Little did he know….
Chapter 3 Ricochet
To say it had been a long day would be an understatement.
To say the last thing Booster needed was a big Superheroic fight to finish his day would be an understatement.
To say the last thing Booster needed was a big Superheroic fight with a giant frigging robot would be the greatest understatement of all.
Yeah. Can you guess what comes next?
Booster landed just outside a small motel a few miles out of the "Halls of Justice." "Thank god that's over" he mumbled to himself as he started to walk, fully costumed, through the car park of the kind of sleazy motel usually saved for 1940s Hollywood Noir. Then the ground started to rumble and suddenly out of the corner of his eye Booster noticed what would appear to be a giant robot destroying stuff in the background.
"Oh no, not today, no way.

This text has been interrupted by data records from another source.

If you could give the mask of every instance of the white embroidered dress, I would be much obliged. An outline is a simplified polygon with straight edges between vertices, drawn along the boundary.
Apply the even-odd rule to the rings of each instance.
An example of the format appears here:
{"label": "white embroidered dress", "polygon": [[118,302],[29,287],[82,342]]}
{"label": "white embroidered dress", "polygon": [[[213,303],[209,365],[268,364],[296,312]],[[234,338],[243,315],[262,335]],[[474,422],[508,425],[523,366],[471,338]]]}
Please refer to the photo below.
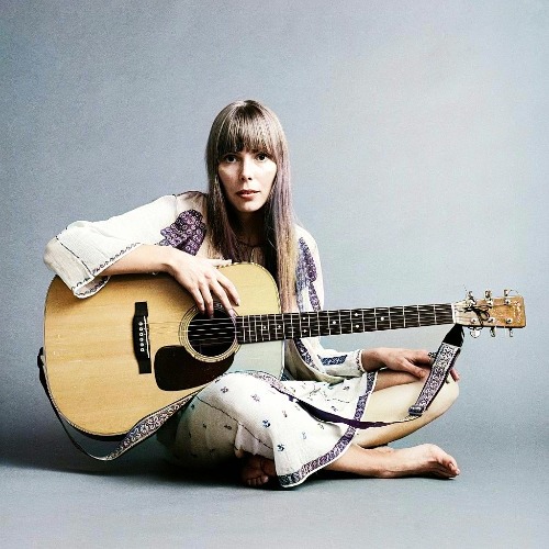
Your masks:
{"label": "white embroidered dress", "polygon": [[[296,227],[299,244],[294,310],[322,309],[324,289],[313,237]],[[102,271],[143,244],[173,246],[219,258],[205,214],[205,195],[166,195],[101,222],[70,224],[46,246],[44,260],[78,298],[101,290]],[[360,350],[325,349],[318,338],[288,340],[285,376],[261,372],[222,376],[163,427],[160,441],[184,466],[216,466],[249,452],[274,460],[282,486],[303,482],[348,447],[356,428],[323,421],[322,412],[360,421],[373,391],[376,373],[365,373]],[[289,379],[287,379],[289,378]]]}

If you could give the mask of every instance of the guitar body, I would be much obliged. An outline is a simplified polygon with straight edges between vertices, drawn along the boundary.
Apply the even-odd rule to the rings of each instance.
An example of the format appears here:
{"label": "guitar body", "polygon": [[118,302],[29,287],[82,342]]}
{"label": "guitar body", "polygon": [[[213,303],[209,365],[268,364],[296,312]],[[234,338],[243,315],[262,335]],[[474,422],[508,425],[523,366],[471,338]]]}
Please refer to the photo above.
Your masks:
{"label": "guitar body", "polygon": [[[278,290],[266,269],[238,264],[223,267],[223,273],[238,289],[238,315],[280,313]],[[136,303],[147,307],[148,372],[139,372],[135,354]],[[221,310],[216,315],[226,316]],[[204,322],[188,292],[169,276],[112,277],[85,300],[56,277],[44,315],[45,373],[55,406],[85,433],[121,435],[225,371],[280,377],[282,340],[239,346],[229,335],[226,344],[202,352],[188,335],[197,318]],[[224,322],[232,327],[231,320]]]}

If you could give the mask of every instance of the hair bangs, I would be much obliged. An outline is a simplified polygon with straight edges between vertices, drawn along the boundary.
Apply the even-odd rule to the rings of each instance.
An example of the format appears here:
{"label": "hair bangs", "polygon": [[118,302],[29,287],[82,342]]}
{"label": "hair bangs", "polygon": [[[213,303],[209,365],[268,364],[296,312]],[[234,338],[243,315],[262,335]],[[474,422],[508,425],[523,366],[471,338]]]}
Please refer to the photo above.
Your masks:
{"label": "hair bangs", "polygon": [[265,117],[265,113],[254,109],[242,109],[229,117],[223,125],[217,139],[217,160],[228,153],[240,150],[260,150],[273,159],[278,158],[276,143],[279,138],[273,135],[272,123]]}

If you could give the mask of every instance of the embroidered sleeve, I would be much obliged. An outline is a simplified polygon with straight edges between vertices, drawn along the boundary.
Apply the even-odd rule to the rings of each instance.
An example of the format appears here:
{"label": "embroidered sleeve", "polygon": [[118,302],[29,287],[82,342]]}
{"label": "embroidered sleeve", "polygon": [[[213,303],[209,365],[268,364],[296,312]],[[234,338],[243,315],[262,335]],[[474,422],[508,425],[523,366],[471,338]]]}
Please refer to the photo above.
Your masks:
{"label": "embroidered sleeve", "polygon": [[[324,284],[316,243],[309,233],[299,237],[296,307],[300,312],[320,311],[324,305]],[[343,352],[326,349],[318,337],[294,339],[287,344],[287,368],[299,378],[340,381],[363,373],[360,349]]]}
{"label": "embroidered sleeve", "polygon": [[105,221],[77,221],[47,244],[44,261],[75,295],[87,298],[108,282],[101,276],[104,269],[142,244],[177,246],[197,254],[205,225],[201,212],[184,209],[199,194],[161,197]]}

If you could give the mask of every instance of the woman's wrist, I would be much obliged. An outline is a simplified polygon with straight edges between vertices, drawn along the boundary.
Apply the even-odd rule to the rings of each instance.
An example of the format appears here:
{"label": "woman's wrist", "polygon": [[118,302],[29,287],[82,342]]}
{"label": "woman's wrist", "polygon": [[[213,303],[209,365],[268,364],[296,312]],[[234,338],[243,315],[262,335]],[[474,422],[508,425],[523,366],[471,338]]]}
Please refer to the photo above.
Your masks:
{"label": "woman's wrist", "polygon": [[380,349],[362,349],[360,352],[360,361],[362,363],[362,369],[365,372],[373,372],[379,370],[383,362],[380,359]]}

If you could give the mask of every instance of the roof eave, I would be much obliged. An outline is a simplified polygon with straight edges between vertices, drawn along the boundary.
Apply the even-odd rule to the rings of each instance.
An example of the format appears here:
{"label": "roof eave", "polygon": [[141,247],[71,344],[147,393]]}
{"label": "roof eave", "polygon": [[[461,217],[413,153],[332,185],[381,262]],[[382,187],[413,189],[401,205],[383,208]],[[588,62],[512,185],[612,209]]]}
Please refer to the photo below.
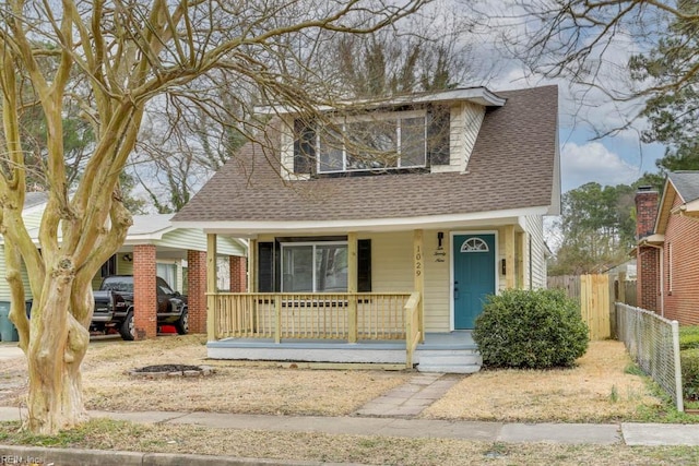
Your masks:
{"label": "roof eave", "polygon": [[235,235],[253,238],[261,234],[331,234],[347,231],[405,231],[411,229],[470,228],[478,225],[509,225],[529,215],[546,215],[549,206],[511,208],[469,214],[428,215],[403,218],[367,218],[340,220],[224,220],[224,222],[174,222],[179,228],[200,228],[208,234]]}
{"label": "roof eave", "polygon": [[[434,93],[425,93],[422,95],[401,96],[391,99],[377,99],[366,101],[352,101],[352,103],[339,103],[337,107],[353,107],[362,106],[362,108],[379,108],[379,107],[394,107],[406,104],[436,104],[448,101],[461,101],[467,100],[474,104],[482,105],[484,107],[502,107],[507,99],[498,96],[486,87],[467,87],[458,89],[439,91]],[[317,108],[318,111],[331,111],[335,110],[332,106],[321,106]],[[286,106],[258,106],[254,107],[254,112],[259,115],[292,115],[298,113],[299,109],[296,107]]]}

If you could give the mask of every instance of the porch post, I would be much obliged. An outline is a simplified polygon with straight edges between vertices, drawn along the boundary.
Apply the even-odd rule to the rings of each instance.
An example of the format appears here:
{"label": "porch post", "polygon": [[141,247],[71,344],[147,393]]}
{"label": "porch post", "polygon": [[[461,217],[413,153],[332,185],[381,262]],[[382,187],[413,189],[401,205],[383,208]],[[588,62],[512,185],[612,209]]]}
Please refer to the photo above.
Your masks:
{"label": "porch post", "polygon": [[216,235],[206,234],[206,339],[216,340]]}
{"label": "porch post", "polygon": [[513,289],[516,285],[514,274],[514,225],[505,227],[505,287]]}
{"label": "porch post", "polygon": [[413,271],[414,288],[419,294],[417,319],[420,343],[425,342],[425,248],[423,246],[423,230],[413,231]]}
{"label": "porch post", "polygon": [[258,240],[248,241],[248,292],[258,292]]}
{"label": "porch post", "polygon": [[357,343],[357,232],[347,234],[347,340]]}

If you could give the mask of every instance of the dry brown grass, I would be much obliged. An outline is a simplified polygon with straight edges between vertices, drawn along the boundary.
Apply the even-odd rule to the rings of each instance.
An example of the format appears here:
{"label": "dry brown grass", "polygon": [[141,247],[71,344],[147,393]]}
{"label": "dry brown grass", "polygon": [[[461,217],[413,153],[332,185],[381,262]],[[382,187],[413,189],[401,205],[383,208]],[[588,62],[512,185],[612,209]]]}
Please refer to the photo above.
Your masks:
{"label": "dry brown grass", "polygon": [[[161,363],[212,365],[216,373],[157,380],[127,374],[130,369]],[[206,360],[205,338],[201,335],[93,342],[83,362],[85,406],[98,410],[343,416],[408,378],[405,372],[212,362]],[[21,402],[15,394],[12,404]]]}
{"label": "dry brown grass", "polygon": [[[4,361],[7,362],[7,361]],[[158,363],[216,367],[202,379],[144,380],[127,375]],[[618,342],[593,342],[568,370],[482,371],[463,377],[423,417],[498,421],[615,421],[639,419],[639,406],[655,407]],[[24,361],[11,361],[15,390],[0,404],[21,404]],[[405,383],[410,372],[310,370],[208,361],[203,336],[164,336],[147,342],[93,342],[83,363],[85,404],[98,410],[218,411],[344,416]],[[0,380],[0,385],[2,381]],[[11,396],[10,396],[11,395]]]}
{"label": "dry brown grass", "polygon": [[657,406],[643,380],[625,373],[620,342],[592,342],[572,369],[493,370],[453,386],[424,417],[497,421],[601,422],[631,420],[640,405]]}

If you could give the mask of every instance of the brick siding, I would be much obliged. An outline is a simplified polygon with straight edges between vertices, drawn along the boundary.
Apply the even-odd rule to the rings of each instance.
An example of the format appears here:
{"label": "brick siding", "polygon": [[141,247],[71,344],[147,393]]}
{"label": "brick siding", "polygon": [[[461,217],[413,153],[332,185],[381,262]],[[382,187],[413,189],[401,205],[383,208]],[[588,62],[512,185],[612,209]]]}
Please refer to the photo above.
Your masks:
{"label": "brick siding", "polygon": [[636,193],[636,239],[653,235],[657,215],[657,191],[641,190]]}
{"label": "brick siding", "polygon": [[155,246],[133,247],[133,322],[135,338],[145,339],[157,335],[157,296],[155,276]]}
{"label": "brick siding", "polygon": [[206,252],[187,251],[189,331],[206,332]]}
{"label": "brick siding", "polygon": [[649,311],[660,311],[660,250],[641,247],[636,256],[636,304]]}
{"label": "brick siding", "polygon": [[[679,196],[673,207],[682,204]],[[672,244],[671,254],[668,249]],[[699,324],[699,222],[670,215],[664,244],[664,313],[683,325]],[[672,291],[670,276],[672,273]]]}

Let Superman deal with it." With that a flash of blue and red went crashing past him taking out a couple of cars in the process. It was Superman knocked loopy by the robot in question. Booster paused. Took one look at Superman. Took a look at the giant robot causing some ruckus. Then took a look at the bags and box in his hand and walked onward to front reception.
"Screw it. Let Batman use his giant penny or something." With that he caught a glimpse of the Batwing in the distance. Within seconds its wing was on fire and crashing to earth as Batman parachuted out. "Ha! Jerk. Serves him right." With that though the robot grabbed hold of the falling Batwing and proceeded to throw it. It took Booster a moment to realise but the plane was in fact headed straight for him and the motel car park.
"Crap." The plane hit Booster full on before skidding down the car park destroying every car in its path, but thankfully and bafflingly missing every pedestrian it went past before smashing into the side of one of the rooms and stopping. There was silence as everyone around took a second to take in what had happened then a cry was heard. "Hey that guy stopped the plane! He saved us all! Damn hope he's okay…."
Then the plane exploded.
"Okay so he's not okay…."
But then there was some movement and low and behold Booster Gold was in fact okay. He'd taken the time before the plane had smacked into him to turn on his Force Field thus he was A okay. His black bin bags however…..
"THOSE. WERE. MY. SHORTS!"
And with that Booster went to join the nonsensical giant robot battle.